Kontextbewusstes RL für agentische und multimodale LLMs
Context-Aware RL for Agentic and Multimodal LLMs
June 15, 2026
Autoren: Peiyang Xu, Bangzheng Li, Sijia Liu, Karthik R. Narasimhan, Pramod Viswanath, Prateek Mittal, Xingyu Fu
cs.AI
Zusammenfassung
Große Sprachmodelle (LLMs) scheitern häufig, wenn eine Antwort die Identifizierung eines kleinen, aber entscheidenden Beweisstücks innerhalb eines langen oder komplexen Kontexts erfordert, etwa einer einzelnen Zeile in einer Werkzeugspur oder eines subtilen Details in einem Bild. Wir schlagen ContextRL vor, eine kontextbewusste Methode des bestärkenden Lernens (RL), die durch ein indirektes Hilfsziel die Leistung bei langfristigem Denken und multimodalen Aufgaben verbessert. Anstatt nur die endgültige Antwort zu überwachen, präsentiert ContextRL dem Modell eine Abfrage, eine Antwort und zwei sehr ähnliche Kontexte und belohnt es für die Auswahl des Kontexts, der das Abfrage-Antwort-Paar stützt, wodurch eine feinkörnige Verankerung gefördert wird. Wir konstruieren kontrastive Kontextdaten in zwei Bereichen: Bei Code-Agenten dienen Trajektorien als Kontexte, was durch Bedingungsfilterung 1.000 Paare ergibt; bei multimodaler Argumentation dienen Bilder als Kontexte, was durch generative Bearbeitung und Ähnlichkeitssuche 7.000 Paare ergibt.
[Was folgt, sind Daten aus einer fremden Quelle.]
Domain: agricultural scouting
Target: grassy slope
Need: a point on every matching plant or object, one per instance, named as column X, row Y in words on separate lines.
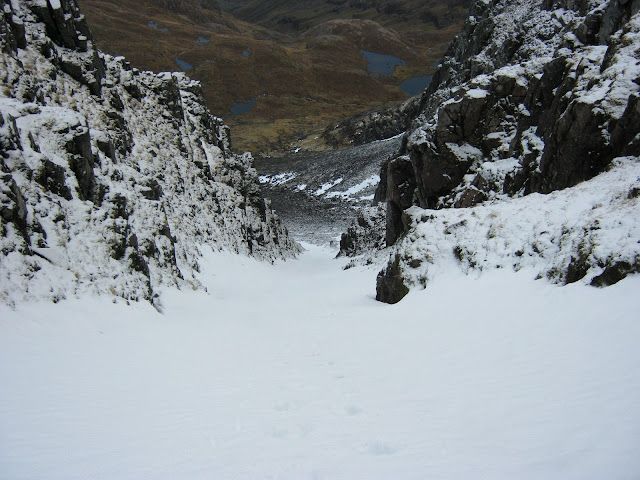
column 301, row 83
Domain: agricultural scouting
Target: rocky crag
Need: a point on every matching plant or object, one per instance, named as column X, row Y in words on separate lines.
column 525, row 150
column 112, row 180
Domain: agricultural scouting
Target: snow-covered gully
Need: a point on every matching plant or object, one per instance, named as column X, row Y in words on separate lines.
column 293, row 371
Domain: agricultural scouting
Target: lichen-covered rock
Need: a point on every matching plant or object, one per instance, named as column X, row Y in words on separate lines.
column 113, row 180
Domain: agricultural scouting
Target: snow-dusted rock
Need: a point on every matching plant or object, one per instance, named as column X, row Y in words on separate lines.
column 111, row 179
column 534, row 96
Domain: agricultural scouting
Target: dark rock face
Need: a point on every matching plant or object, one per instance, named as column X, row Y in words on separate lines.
column 364, row 234
column 371, row 126
column 390, row 285
column 123, row 175
column 522, row 103
column 400, row 195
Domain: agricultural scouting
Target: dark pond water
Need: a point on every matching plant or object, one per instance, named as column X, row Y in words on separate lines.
column 184, row 65
column 415, row 85
column 240, row 108
column 156, row 26
column 202, row 40
column 381, row 64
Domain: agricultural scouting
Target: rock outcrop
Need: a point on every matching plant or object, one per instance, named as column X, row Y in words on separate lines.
column 112, row 180
column 534, row 96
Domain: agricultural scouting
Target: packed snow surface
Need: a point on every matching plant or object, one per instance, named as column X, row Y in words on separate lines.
column 294, row 371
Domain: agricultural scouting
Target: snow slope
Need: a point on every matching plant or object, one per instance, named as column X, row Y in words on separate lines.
column 302, row 374
column 110, row 177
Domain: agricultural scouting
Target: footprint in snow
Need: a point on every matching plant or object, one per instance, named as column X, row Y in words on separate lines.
column 353, row 410
column 282, row 407
column 378, row 448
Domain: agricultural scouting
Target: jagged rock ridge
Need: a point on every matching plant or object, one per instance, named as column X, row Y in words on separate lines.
column 534, row 96
column 112, row 179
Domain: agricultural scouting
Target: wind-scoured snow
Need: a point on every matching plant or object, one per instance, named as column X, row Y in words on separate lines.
column 294, row 371
column 589, row 227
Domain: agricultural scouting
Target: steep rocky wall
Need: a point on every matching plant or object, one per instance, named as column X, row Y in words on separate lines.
column 112, row 180
column 533, row 96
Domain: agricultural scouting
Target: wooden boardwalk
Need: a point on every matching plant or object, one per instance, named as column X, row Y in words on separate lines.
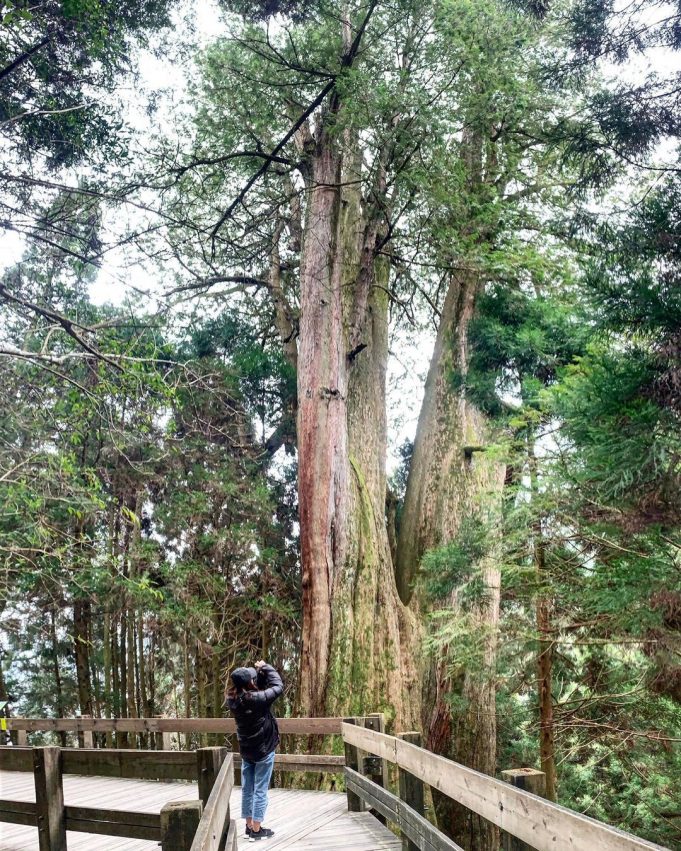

ContextRL erzielt durchschnittliche Verbesserungen von +2,2% gegenüber standardmäßigem GRPO bei 5 Benchmarks für langfristiges Denken und +1,8% bei 12 verschiedenen Benchmarks für visuelles Fragenbeantworten. Um den Effekt der vorgeschlagenen Zielsetzung von dem der zusätzlichen Daten zu trennen, vergleichen wir mit Datenanreicherungs-Baselines, die dieselben kontrastiven Kontexte als standardmäßige Abfrage-Kontext-Antwort-Beispiele umnutzen. Diese Baselines erzielen kaum oder gar keine Verbesserungen, was zeigt, dass die Zuwächse auf die vorgeschlagene Kontextauswahl-Zielsetzung zurückzuführen sind und nicht allein auf die kontrastiven Daten.
English
Large language models (LLMs) often fail when answering requires identifying a small but decisive piece of evidence within a long or complex context, such as a single line in a tool trace or a subtle detail in an image. We propose ContextRL, a context-aware reinforcement learning (RL) method that improves long-horizon reasoning and multimodal performance through an indirect auxiliary objective. Instead of supervising only the final answer, ContextRL presents the model with a query, an answer, and two highly similar contexts, and rewards it for selecting the context that supports the query--answer pair, thereby encouraging fine-grained grounding. We construct contrastive context data in two domains: for coding agents, trajectories serve as contexts, yielding 1k pairs built via condition filtering; for multimodal reasoning, images serve as contexts, yielding 7K pairs built via generative editing and similarity search. ContextRL achieves average gains of +2.2% over standard GRPO on 5 long-horizon benchmarks, and +1.8% across 12 diverse visual question answering benchmarks. To disentangle the effect of the proposed objective from that of additional data, we compare against data-augmentation baselines that repurpose the same contrastive contexts as standard query--context--answer examples. These baselines provide little to no improvement, showing that the gains arise from the proposed context-selection objective rather than from the contrastive data alone.